Fan fuse causes drain on battery?
This mystery continues. The latest diagnosis is that there's a fuse, maybe blue in color and the car owner told me it was blue. When th is fuse is removed or put back in there's a fan that comes on when the engine is not running. I thought we had established that this fan auto comes on to cool the engine that has been turned off. A thermostat causes the fan to turn off. The car owner swears that one day the car started. Then the next day it would not and AAA and one other person think it is some fuse. The car is being towed to the same mechanic it visited last month. I personally know that the battery is not fully charged and only 385cca. These people are trying to cure a battery drain with a battery that is not fully charged. My idea which is not being accepted is to take the damn battery to Autozone for a free overnight charge to get the battery which is less than a year old to be as close to one hundred per cent as possible. Then monitor these out of nowhere the car won't start. 1990 Honda Accord. This suspected fuse related drawn downs only started this year the car has been in the hands of this owner for 15 years.
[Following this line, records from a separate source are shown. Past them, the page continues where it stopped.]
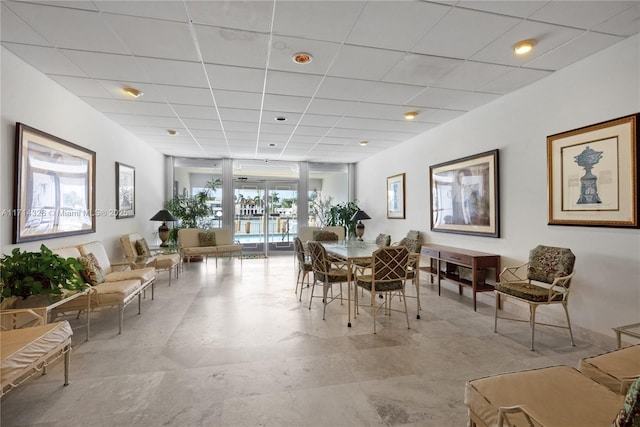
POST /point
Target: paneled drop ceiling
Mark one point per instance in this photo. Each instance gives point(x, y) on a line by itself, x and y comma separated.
point(221, 72)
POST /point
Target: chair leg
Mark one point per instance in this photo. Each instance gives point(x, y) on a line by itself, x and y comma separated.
point(566, 311)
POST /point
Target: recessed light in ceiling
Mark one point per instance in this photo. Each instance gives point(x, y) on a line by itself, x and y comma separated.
point(524, 47)
point(132, 92)
point(302, 58)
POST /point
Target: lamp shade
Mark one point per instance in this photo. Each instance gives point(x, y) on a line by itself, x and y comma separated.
point(163, 215)
point(360, 215)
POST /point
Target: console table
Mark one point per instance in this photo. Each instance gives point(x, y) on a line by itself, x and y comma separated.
point(460, 266)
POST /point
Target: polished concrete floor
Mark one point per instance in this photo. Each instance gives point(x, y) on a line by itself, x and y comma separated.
point(232, 346)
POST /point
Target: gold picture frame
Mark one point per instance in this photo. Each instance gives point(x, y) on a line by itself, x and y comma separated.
point(396, 197)
point(593, 175)
point(55, 187)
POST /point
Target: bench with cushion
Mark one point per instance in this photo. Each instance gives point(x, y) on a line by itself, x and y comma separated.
point(27, 351)
point(199, 242)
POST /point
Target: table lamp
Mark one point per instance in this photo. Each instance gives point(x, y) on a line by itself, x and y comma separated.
point(359, 216)
point(163, 231)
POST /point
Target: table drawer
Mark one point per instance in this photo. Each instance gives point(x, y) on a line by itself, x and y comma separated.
point(456, 258)
point(430, 252)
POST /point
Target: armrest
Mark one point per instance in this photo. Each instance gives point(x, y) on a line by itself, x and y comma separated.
point(515, 274)
point(505, 410)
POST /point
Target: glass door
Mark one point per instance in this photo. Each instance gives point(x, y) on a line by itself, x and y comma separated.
point(265, 217)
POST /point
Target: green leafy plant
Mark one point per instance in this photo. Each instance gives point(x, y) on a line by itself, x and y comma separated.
point(24, 273)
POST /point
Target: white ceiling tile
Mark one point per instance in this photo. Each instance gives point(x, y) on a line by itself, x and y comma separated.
point(232, 47)
point(626, 23)
point(319, 20)
point(243, 15)
point(403, 26)
point(580, 14)
point(472, 75)
point(70, 28)
point(295, 84)
point(154, 38)
point(518, 8)
point(364, 62)
point(585, 45)
point(82, 86)
point(283, 48)
point(422, 70)
point(163, 9)
point(514, 80)
point(107, 66)
point(174, 73)
point(14, 29)
point(46, 59)
point(235, 78)
point(464, 32)
point(367, 91)
point(547, 38)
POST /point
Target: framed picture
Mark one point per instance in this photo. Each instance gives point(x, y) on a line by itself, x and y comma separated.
point(593, 175)
point(54, 187)
point(464, 195)
point(126, 191)
point(395, 196)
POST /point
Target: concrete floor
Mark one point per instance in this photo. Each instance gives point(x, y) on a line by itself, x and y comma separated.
point(232, 346)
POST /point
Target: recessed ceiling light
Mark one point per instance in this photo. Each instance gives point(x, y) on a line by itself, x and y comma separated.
point(524, 47)
point(302, 58)
point(132, 92)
They keep getting AAA to replace batteries. No one should need a new battery every year. Who has an idea about this fuse and fan diagnosis
Batteries tent to get drained
Normally this fan will run from about 5 to 10 minutes after the car has been turned off. It is controlled by a thermostatic switch that when the engine coolant gets cool enough it shuts off the fan! If after that time the fan is still running, then my money is on a defective thermo-switch that is suppose to turn the fan off!
The fuse isn't "shorted" the fuse prevents a short or an overload to that circuit! Someone is pulling the fuse that powers the fan in order to turn off the fan before it can complete it's cooling down cycle. I agree with you, you need a fully charged battery for this to occur. But the fan should turn off by itself within a 10 minute time frame! If not, then I would take a look at the thermo-switch.
Rather than relying on poor info from the owner, you need to look at the fuse diagram to see what covers what circuit
The point about car batteries is, when deeply discharged, they are basically dead. You can never recharge a lead-acid battery that once has been dead to full capacity, and replacing it by another formerly dead lead-acid just makes no sense.
If there's some fan running with the ignition off, it's the wiring, and it should be somewhere near the fuse box. Some wire makes contact with some wire it shouldn't. I'd also check the ignition lock, maybe there's some metal debris in it that shortcuts the "off" position to "ignition on".
Actually some cars tend to need a new battery every single year. My wife's old Dodge Neon was that way. So we would just replace it every 11 to 14 months.